Dieese lança calculadora para trabalhador simular perdas com o desmonte da Previdência

Dieese lança calculadora para trabalhador simular perdas com o desmonte da Previdência

Quanto tempo você deve trabalhar para se aposentar com valor integral? Quanto tempo você deverá trabalhar caso o desmonte da Previdência de Bolsonaro  (PSL) seja aprovado? Quanto falta para atingir a idade mínima ou qual seria o tempo mínimo de contribuição? Foi com o objetivo de responder essas questões, cruciais para a vida de todos os trabalhadores brasileiros, que o Departamento Intersindical de Estatística e Estudos Socioeconômicos (Dieese) desenvolveu a calculadora da aposentadoria. 

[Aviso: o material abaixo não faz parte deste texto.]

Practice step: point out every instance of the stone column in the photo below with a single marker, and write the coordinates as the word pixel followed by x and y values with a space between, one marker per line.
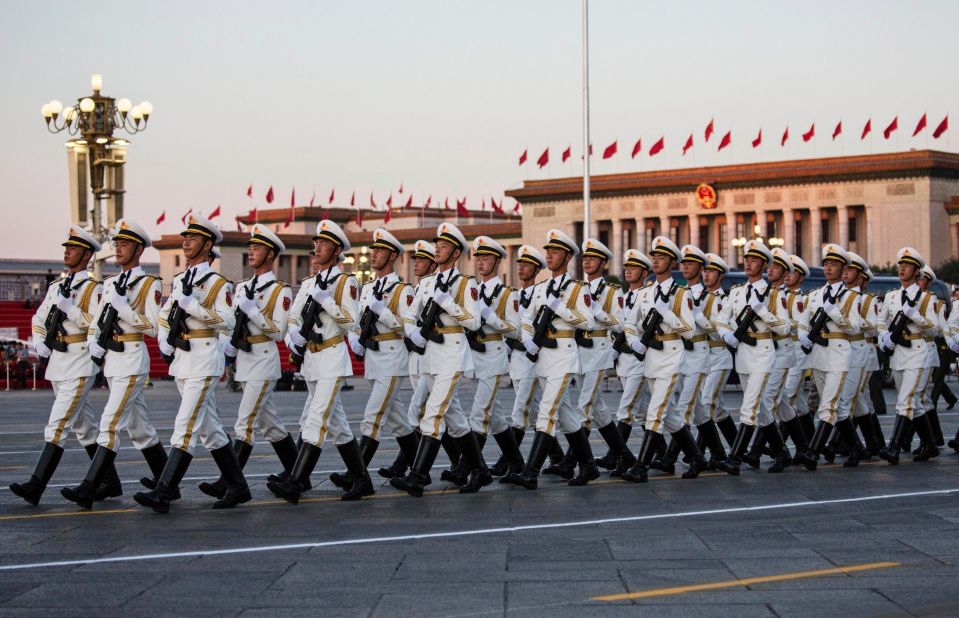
pixel 815 237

"Qualquer trabalhador pode acessar o endereço eletrônico na internet (www.dieese.org.br) e fazer a consulta para saber o quanto será penalizado caso o Congresso aprove a tal reforma", observou a economista do Dieese, Jackeline Natal. A ferramenta permite que o trabalhador faça simulações e compare o resultado dos cálculos segundo a lei atual da Previdência e a partir das novas regras da proposta (PEC 06/2019).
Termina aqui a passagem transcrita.